Bit late to the question - but have you thought about studying abroad if that is a possibility? In the UK and most of Europe, a PhD from a leading institute takes maximum 4 years and there is funding for international students. You do much less teaching in general, and, of course, you don't have to worry so much about health insurance. Mostly, you don't need a MA or MSc to do a PhD. At some universities, you might have to do a '3+1' PhD, where you also get a MSc or MA, but that tends to depend on the field and funding.

I was offered a funded PhD (in STEM) in the USA, but was told it would take probably 6 years and the funding was very tight. In the end, I stayed in the UK and it took me just under 4 years at a truly fully-funded top-three institution. I started in 2004 and cost of living has gone up, but most stipends have too. You generally don't have to take as many classes here, although my own PhD students now often get to take a lot of classes in transferable skills (i.e. academic writing, presentation, statistics etc), which I am told are very valuable. The job market is also tight, and of course there is the general bad news about Brexit, but if you have a good research background then there is certainly the possibility for funding. I have quite a lot of colleagues from all over the world who studied in the UK, Germany, Norway, France, Italy, Denmark and who have all done well - some have gone to the USA to tenure track positions! In the Netherlands, Denmark, Germany and Scandinavia, all theses were written in English and almost all daily interactions were in English as research groups are very international.

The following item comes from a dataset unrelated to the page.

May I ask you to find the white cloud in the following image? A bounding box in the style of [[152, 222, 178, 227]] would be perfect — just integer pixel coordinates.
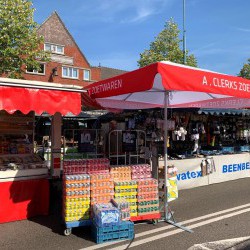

Not sure what the situation is in the USA and Canada, but here, most theses are now written 'by paper' rather than as a big hulking tome, so that you have at least one or two publications when you finish, and the rest to be polished - this may be more relevant in the sciences though. There is a lot of buzz here in cross-disciplinary subjects - perhaps you could lever your interests between the more technical side of library science and humanities if that is relevant?

Feel free to memail me - happy to provide more specific advice if you let me know what field you are in etc. I studied with lots of friends who were in the arts, and also worked in an academic library (where I was very tempted to stay!)
posted by sedimentary_deer at 1:07 AM on January 3


The people I know that have been successful on this route generally come from fairly privileged families, usually with parents, or extended family/networks in academia. They are brilliant and very hard working. They have strong social skills. They generally have living/healthy parents, supportive family, and have been relatively lucky in terms of health and other possible crisis.

All of this gives them financial and psychological breathing room as well as support for a difficult path.

If this describes you, at your age and with your academic accolades, I think you're pretty well placed to pursue your academic ambitions.

All those warnings, they're really for people who really need to create their own financial sustainability sooner rather than later and don't have room for error. They need to provide their own health insurance, income for themselves and possibly others, a debt load they can manage while maintaining stable housing, etc. There was a short window when a smart talented hard working person could safely go into academia or law as a first generation professional and create prosperity for their family. Now it's not so, and that's what all the articles are about. But they don't apply to everyone, and they may well not apply to you.